Professor Emeritus Stephen Adei

Renowned Ghanaian educationist and economist, Professor Stephen Adei, has stated that the only viable alternative for government to meet the demands by public sector workers for salary increments, is to print money.

According to him, he sympathises with the demands from workers, given the current economic situation in the country.

Speaking in an interview with Raymond Acquah on UpFront on Wednesday, he disclosed that even though the concerns of workers are legitimate, government may have to resort to the printing of money, to meet the demands of the agitated labour force.

“At this moment, the government’s projected expenditure in order for the economy not to collapse, is such that the government has to reduce expenditure by 20%. And already, debt servicing and public sector wage, takes about 95 to 98 percent.

So yes, I have no doubt at all that given the economic circumstances, the price increases, the petroleum prices, workers are having a hard time. But I can’t see how the government can pay any significant increase now, other than printing money”, he stated.

Professor Adei added that, if government considers the printing of money to satisfy the demands of workers, it will lead to an increase in inflation, since the printing of money, will not be backed by any productivity.

The former Rector of the Ghana Institute of Management and Public Administration, made these remarks while contributing to discussions on the “State of the Ghanaian Worker”.
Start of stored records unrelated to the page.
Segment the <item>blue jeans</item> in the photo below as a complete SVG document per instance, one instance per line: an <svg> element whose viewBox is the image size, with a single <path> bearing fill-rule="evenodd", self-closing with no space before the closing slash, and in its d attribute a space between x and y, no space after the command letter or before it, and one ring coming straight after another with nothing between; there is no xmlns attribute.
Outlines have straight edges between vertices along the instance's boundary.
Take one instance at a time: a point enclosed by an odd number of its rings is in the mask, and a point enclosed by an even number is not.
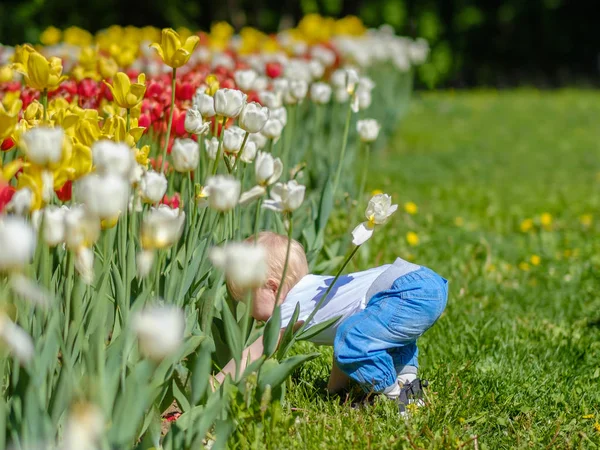
<svg viewBox="0 0 600 450"><path fill-rule="evenodd" d="M421 267L401 276L339 326L333 345L338 367L374 392L392 386L398 373L415 373L417 338L440 317L447 300L448 281L432 270Z"/></svg>

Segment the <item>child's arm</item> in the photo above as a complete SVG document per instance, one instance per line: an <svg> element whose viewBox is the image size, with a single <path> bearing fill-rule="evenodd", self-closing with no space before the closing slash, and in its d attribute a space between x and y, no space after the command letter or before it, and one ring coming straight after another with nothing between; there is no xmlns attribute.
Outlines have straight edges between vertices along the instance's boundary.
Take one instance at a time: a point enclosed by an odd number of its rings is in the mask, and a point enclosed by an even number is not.
<svg viewBox="0 0 600 450"><path fill-rule="evenodd" d="M338 367L334 360L331 367L329 382L327 383L327 392L334 394L338 391L341 391L348 385L348 381L350 381L350 378L348 378L348 375L342 372L342 369Z"/></svg>

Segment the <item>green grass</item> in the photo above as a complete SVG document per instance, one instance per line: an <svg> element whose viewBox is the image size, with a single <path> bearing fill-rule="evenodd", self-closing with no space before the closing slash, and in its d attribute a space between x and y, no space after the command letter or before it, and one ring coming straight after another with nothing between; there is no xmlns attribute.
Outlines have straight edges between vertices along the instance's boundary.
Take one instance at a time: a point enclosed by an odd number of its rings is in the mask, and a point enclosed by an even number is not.
<svg viewBox="0 0 600 450"><path fill-rule="evenodd" d="M450 280L446 311L419 340L428 405L405 422L385 400L328 398L321 348L288 383L273 448L600 446L599 150L597 92L416 98L369 188L419 211L396 214L353 269L401 256Z"/></svg>

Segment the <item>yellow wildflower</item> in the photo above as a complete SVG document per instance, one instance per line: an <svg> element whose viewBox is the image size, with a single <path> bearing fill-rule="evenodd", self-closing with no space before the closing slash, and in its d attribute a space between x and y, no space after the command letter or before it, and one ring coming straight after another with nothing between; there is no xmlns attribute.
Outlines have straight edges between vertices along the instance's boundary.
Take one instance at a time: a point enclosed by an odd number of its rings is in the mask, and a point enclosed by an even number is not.
<svg viewBox="0 0 600 450"><path fill-rule="evenodd" d="M150 154L150 146L144 145L142 148L135 148L135 160L140 166L148 167L148 155Z"/></svg>
<svg viewBox="0 0 600 450"><path fill-rule="evenodd" d="M525 219L523 222L521 222L521 231L523 233L527 233L528 231L531 231L533 229L533 220L532 219Z"/></svg>
<svg viewBox="0 0 600 450"><path fill-rule="evenodd" d="M204 82L208 86L208 89L205 92L206 95L214 96L215 92L217 92L219 90L219 80L217 79L216 75L213 75L213 74L208 75L204 79Z"/></svg>
<svg viewBox="0 0 600 450"><path fill-rule="evenodd" d="M112 44L110 46L110 56L112 56L119 67L127 68L136 60L139 49L139 46L135 43Z"/></svg>
<svg viewBox="0 0 600 450"><path fill-rule="evenodd" d="M581 416L582 419L593 419L594 415L593 414L585 414L583 416Z"/></svg>
<svg viewBox="0 0 600 450"><path fill-rule="evenodd" d="M56 56L46 59L43 55L33 50L28 45L21 48L19 60L13 64L17 72L23 74L27 86L39 91L54 91L60 83L67 79L62 74L62 61ZM16 54L15 54L16 56Z"/></svg>
<svg viewBox="0 0 600 450"><path fill-rule="evenodd" d="M600 423L596 422L594 424L594 430L596 430L596 433L600 433Z"/></svg>
<svg viewBox="0 0 600 450"><path fill-rule="evenodd" d="M144 99L146 93L146 75L141 73L137 81L137 83L132 84L127 74L119 72L115 76L112 85L106 81L104 84L110 89L117 105L121 108L130 109L137 106Z"/></svg>
<svg viewBox="0 0 600 450"><path fill-rule="evenodd" d="M406 242L408 242L408 245L411 247L419 245L419 235L414 231L409 231L406 233Z"/></svg>
<svg viewBox="0 0 600 450"><path fill-rule="evenodd" d="M12 81L14 76L14 71L10 67L10 65L4 65L0 67L0 83L6 83L8 81Z"/></svg>
<svg viewBox="0 0 600 450"><path fill-rule="evenodd" d="M523 272L528 272L530 267L529 267L528 263L521 262L521 263L519 263L519 269L521 269Z"/></svg>
<svg viewBox="0 0 600 450"><path fill-rule="evenodd" d="M119 66L117 66L114 59L101 57L98 60L98 72L102 78L107 79L114 77L117 70L119 70Z"/></svg>
<svg viewBox="0 0 600 450"><path fill-rule="evenodd" d="M160 44L155 42L150 47L158 52L158 55L167 66L176 69L190 60L190 56L192 56L198 42L200 42L198 36L190 36L182 43L179 34L175 30L165 28L162 30Z"/></svg>
<svg viewBox="0 0 600 450"><path fill-rule="evenodd" d="M593 220L594 216L591 214L582 214L579 216L579 222L581 222L581 225L583 225L585 228L589 228L592 225Z"/></svg>
<svg viewBox="0 0 600 450"><path fill-rule="evenodd" d="M0 103L0 141L3 141L12 134L19 121L19 111L23 103L21 100L14 102L9 109L5 109Z"/></svg>
<svg viewBox="0 0 600 450"><path fill-rule="evenodd" d="M465 224L465 219L463 219L462 217L455 217L454 218L454 225L456 225L457 227L462 227Z"/></svg>
<svg viewBox="0 0 600 450"><path fill-rule="evenodd" d="M67 44L85 47L86 45L91 45L93 39L91 33L83 28L69 27L63 31L63 41Z"/></svg>
<svg viewBox="0 0 600 450"><path fill-rule="evenodd" d="M550 227L552 226L552 214L550 213L543 213L540 216L540 223L542 224L542 226L545 229L550 229Z"/></svg>
<svg viewBox="0 0 600 450"><path fill-rule="evenodd" d="M410 215L415 215L419 211L419 208L414 202L406 202L404 204L404 211L406 211Z"/></svg>
<svg viewBox="0 0 600 450"><path fill-rule="evenodd" d="M381 189L373 189L371 191L371 196L375 196L375 195L379 195L379 194L383 194L383 191Z"/></svg>
<svg viewBox="0 0 600 450"><path fill-rule="evenodd" d="M531 255L531 258L529 258L529 262L534 266L539 266L542 262L542 258L540 258L538 255Z"/></svg>
<svg viewBox="0 0 600 450"><path fill-rule="evenodd" d="M56 45L60 42L62 32L56 27L48 27L40 35L40 42L44 45Z"/></svg>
In that regard, he further intimated that, government must devise well-thought out strategies to address the situation.

In the last couple of days, there have been some agitations on the labour front, with civil servants threatening to lay down their tools, over the failure of government to pay their ‘neutrality allowances’, since the beginning of the year.

This has consequently triggered concerns from other labour unions, regarding their salaries and conditions of service.

But reacting to the now thorny issue of ‘neutrality allowance’, Professor Adei stated that the idea of neutrality allowance “makes him sick”.

According to him, the idea of public servant being paid neutrality allowance is the “most stupid thing he has ever heard in his life”.

In his view, instead of civil servants threatening to lay down their tools over the non-payment of the said allowance, it would have been proper if they simply embarked on a demand for increased salaries, due to the current economic situation.

Professor Adei added that back in the day, such civil servants would have been dismissed for tabling such concerns in the form of neutrality allowances. He also criticised government for promising to pay such allowances in the first place; stating that, based on his vast years of experience in the public sector, the move is a wrong one.

In expressing his reservations, he continued that such civil servants who state such demands as a condition for working, should be outrightly dismissed from the civil service and be asked to reapply or stay home.

Meanwhile, the General Secretary of the Health Services Workers Union, Franklin Owusu Ansah, has expressed his displeasure with the state of Ghanaian workers across the country, in recent times.

According to him, “the Ghanaian worker is not happy today”; especially health workers.

Speaking in an interview with Raymond Acquah on UpFront on Wednesday, he explained that, the widespread unhappiness and dissatisfaction amongst Ghanaian workers, is tied to the current challenges in the economy.

“The salaries of our working force is very low. It is not low because we are unable to negotiate better salaries. But it is low because of the circumstances in which we find ourselves. Unfortunately, last year was a bad year for labour because, what we did negotiate was not good at all.

We negotiated for 4% for last year, and 7% for this year. Unfortunately, recent happenings in the economy, especially inflation, which nobody anticipated was going to go this high, has come to erode all the good things that the Ghanaian had”, he stated.

He added that, looking at the cost of transportation alone, it is obvious that the Ghanaian worker is feeling the brunt of the harsh economic conditions in the country.

Mr. Owusu Ansah also made these comments while contributing to discussions on the ‘State of the Ghanaian Worker’, on UpFront on Wednesday.